By Chen Aizhu, Trixie Yap, Mohi Narayan
SINGAPORE/NEW DELHI, April 9 (Reuters) - Chinese petrochemical makers that buy $11 billion worth of U.S. liquefied petroleum gas (LPG) annually are poised to cut output or shut for maintenance in coming weeks as Beijing's retaliatory tariffs on U.S. imports drive up costs, industry insiders said.
The industry of over 30 propane dehydrogenation (PDH) plants relies heavily on U.S. LPG, or propane, for processing into plastics intermediary propylene.
Armaan Ashraf, global head of natural gas liquids at consultancy FGE, said tariffs could force Chinese PDH operators to cut average operating rates by nearly 15 percentage points and curb demand for propane from steam crackers and PDH plants by at least 500,000 metric tons per month.
The tit-for-tat trade war that saw China on Wednesday escalate retaliatory duties on U.S. imports to 84% threatens to put a Chinese PDH sector already struggling under thin margins for two years into what an east China-based executive with a major PDH plant called a "harsh winter".
The executive, declining to be named due to company policy, expects overall PDH plant utilisation rates to drop below half of total industry capacity as early as May.
China's 731,000 bpd-PDH sector operated at nearly 70% of capacity in March, down from a peak of around 85% in 2020, according to industry insiders and FGE, with plants losing an average of 480 yuan ($65.31) per ton in the week of April 6, deepening from the week ago's 384 yuan, LSEG Oil Research analysts said.
Last year, China bought a record 17.3 million tons of U.S. propane, or 550,000 barrels per day, 60% of China's total imports of the gas liquid.
The trade war during President Donald Trump's first term brought China's LPG imports to a halt for nearly two years, but the industry was much smaller then, and operators used cargoes from the Middle East as replacement.
Fuelled by cheap U.S. propane, a by-product of the shale gas boom, PDH plants mushroomed on China's east coast over the past decade, leading to overcapacity amid weakening demand for propylene, said traders and the executive.
Prices of U.S. propane for Asian exports, or the Far East Index assessment, fell nearly 30% to $425 per ton this week as traders factored last Friday's retaliatory tariffs by Beijing.
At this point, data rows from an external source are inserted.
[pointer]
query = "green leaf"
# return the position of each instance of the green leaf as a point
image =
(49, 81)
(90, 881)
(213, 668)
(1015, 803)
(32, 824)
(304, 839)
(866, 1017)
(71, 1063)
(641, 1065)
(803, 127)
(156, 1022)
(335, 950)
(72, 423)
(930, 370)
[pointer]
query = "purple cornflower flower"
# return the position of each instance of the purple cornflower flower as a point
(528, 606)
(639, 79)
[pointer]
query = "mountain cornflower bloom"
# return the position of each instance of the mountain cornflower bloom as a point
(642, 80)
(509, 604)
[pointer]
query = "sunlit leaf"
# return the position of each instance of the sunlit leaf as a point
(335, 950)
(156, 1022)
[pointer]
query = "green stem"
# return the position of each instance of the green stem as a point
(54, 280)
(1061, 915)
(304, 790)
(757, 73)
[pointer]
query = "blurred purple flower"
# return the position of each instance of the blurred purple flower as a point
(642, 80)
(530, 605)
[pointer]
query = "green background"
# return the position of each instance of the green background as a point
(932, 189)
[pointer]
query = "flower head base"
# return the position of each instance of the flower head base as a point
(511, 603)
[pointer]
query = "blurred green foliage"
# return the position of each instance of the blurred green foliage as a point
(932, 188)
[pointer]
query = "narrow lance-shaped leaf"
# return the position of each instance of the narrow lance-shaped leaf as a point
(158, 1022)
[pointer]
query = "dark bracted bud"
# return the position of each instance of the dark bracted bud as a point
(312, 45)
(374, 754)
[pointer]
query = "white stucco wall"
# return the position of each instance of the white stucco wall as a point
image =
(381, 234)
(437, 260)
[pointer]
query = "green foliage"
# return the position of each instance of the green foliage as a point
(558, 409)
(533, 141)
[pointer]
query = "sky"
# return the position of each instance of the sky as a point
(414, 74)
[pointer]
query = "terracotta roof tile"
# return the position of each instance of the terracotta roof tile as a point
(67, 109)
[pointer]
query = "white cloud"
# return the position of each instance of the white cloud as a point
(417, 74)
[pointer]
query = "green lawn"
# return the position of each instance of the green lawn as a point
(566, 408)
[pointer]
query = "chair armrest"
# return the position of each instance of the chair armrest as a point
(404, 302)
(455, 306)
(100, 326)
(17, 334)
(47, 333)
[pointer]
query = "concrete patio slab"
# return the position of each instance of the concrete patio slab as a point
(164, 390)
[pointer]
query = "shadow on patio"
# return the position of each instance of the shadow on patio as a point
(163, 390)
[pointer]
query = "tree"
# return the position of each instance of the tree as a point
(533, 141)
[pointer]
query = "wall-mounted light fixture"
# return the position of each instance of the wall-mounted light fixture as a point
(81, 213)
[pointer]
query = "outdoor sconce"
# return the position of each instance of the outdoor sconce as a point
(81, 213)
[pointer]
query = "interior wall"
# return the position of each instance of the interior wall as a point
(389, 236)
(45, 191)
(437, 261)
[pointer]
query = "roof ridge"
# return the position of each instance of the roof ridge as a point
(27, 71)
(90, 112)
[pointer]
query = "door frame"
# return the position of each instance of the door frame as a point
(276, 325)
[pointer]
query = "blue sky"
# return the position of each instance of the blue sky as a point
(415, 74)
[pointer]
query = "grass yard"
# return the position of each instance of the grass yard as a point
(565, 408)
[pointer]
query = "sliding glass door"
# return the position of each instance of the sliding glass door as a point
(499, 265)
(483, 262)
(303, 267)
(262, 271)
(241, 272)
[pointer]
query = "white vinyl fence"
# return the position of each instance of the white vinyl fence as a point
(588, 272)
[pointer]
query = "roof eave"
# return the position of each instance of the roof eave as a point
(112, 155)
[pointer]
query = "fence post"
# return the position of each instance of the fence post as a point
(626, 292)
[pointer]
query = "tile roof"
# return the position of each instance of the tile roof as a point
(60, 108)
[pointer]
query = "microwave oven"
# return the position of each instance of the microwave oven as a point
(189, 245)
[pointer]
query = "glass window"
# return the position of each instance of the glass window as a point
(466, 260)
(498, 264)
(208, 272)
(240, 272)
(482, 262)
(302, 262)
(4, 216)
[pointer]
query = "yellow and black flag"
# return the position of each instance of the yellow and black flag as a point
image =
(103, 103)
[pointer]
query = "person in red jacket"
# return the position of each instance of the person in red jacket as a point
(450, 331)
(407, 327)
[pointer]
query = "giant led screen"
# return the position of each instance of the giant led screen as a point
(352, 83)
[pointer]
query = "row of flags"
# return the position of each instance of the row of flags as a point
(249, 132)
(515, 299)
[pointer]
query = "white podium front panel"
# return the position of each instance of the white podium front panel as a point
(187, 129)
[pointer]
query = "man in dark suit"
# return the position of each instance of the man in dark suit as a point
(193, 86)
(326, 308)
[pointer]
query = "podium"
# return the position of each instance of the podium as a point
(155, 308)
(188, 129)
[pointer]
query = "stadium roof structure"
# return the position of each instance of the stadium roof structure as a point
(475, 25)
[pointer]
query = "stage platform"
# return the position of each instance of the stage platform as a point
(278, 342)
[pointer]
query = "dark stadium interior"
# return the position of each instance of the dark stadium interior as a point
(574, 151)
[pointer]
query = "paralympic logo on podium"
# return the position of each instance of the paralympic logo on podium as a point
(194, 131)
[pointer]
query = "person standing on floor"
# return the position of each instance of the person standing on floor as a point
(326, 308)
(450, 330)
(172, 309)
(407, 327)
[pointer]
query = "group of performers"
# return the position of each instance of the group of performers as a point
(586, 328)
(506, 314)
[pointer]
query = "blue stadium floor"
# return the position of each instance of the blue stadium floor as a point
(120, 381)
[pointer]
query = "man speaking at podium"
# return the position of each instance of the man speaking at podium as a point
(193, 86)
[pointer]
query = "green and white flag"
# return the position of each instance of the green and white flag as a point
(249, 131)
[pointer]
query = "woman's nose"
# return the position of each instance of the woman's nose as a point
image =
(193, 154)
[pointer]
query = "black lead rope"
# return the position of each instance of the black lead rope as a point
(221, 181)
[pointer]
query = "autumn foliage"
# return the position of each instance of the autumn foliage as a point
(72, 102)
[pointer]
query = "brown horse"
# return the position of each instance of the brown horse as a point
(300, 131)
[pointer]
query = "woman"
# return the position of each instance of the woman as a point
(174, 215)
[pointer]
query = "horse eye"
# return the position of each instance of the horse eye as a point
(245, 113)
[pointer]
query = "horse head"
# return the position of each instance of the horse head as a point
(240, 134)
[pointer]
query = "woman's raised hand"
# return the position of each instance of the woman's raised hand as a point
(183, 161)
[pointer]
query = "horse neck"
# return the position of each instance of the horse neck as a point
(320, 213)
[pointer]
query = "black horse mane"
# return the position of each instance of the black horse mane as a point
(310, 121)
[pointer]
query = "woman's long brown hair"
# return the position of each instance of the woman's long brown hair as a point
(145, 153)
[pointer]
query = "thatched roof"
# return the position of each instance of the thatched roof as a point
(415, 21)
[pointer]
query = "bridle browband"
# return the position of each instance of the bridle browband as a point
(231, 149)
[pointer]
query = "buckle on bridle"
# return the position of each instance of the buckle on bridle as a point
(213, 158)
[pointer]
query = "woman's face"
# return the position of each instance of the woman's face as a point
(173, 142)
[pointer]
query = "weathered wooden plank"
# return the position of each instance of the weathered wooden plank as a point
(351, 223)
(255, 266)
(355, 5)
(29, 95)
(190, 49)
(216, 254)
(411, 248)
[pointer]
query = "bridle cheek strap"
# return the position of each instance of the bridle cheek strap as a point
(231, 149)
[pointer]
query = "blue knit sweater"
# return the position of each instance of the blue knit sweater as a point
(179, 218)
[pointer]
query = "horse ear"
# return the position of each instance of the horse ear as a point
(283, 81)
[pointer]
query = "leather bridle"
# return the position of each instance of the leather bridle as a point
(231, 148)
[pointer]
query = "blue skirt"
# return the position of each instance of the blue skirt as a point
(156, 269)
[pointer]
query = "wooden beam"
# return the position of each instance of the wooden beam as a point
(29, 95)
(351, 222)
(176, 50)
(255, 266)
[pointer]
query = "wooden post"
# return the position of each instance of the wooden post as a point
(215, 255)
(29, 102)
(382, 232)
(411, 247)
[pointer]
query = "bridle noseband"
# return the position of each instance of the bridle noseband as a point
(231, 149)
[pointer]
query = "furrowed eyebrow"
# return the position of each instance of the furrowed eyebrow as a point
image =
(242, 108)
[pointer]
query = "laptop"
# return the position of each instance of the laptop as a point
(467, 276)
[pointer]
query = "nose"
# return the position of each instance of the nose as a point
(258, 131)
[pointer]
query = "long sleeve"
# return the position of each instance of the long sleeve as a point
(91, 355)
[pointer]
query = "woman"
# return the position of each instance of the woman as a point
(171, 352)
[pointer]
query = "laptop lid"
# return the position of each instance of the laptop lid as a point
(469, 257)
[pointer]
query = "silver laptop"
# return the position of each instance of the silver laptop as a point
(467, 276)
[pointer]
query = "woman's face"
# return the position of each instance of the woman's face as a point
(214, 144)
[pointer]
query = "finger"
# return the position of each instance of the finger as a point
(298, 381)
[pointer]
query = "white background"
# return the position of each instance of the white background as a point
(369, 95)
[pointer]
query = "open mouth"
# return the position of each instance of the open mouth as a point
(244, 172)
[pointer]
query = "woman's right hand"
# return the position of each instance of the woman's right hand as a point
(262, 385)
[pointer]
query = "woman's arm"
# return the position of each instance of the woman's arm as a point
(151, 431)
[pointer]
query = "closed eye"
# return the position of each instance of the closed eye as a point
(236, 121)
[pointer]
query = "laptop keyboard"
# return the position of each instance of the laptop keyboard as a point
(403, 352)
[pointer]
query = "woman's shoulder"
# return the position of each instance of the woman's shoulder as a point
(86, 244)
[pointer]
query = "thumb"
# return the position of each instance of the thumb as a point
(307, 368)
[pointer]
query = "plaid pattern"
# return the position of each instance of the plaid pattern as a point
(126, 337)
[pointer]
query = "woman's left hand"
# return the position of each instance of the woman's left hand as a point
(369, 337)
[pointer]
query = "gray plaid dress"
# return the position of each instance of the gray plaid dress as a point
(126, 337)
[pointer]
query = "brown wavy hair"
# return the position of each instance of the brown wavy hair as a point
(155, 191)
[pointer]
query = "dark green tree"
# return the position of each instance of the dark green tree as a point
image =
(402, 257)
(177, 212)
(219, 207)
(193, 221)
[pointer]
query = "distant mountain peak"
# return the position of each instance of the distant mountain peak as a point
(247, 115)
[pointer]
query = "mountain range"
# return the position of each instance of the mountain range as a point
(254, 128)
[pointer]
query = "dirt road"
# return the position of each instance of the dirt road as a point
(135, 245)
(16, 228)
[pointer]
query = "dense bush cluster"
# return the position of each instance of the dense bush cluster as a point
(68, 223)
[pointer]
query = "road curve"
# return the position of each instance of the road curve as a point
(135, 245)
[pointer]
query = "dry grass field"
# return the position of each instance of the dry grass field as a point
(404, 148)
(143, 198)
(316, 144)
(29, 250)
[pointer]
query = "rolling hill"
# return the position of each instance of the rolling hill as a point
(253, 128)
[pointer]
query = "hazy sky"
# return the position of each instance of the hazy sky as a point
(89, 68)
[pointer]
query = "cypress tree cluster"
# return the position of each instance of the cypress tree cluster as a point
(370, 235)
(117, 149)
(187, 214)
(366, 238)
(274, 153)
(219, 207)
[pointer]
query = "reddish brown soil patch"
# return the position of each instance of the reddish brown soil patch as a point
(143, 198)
In physical shipments, it's unclear whether U.S. suppliers and Chinese buyers can agree to lower prices to absorb the shock.
While some buyers may be able to re-negotiate with suppliers if contracts permit, others, with term supply deals, may be forced to resell to other Asian buyers.
A growing price gap limits Chinese plants' ability to swap U.S. shipments for rival Middle East barrels that are mostly destined for South Korea and India, traders said.
"The market is still in massive shock and confusion, with buyers and sellers struggling to reach a physical deal. The tariffs have thrown the pricing structure out of the balance," said a veteran trader.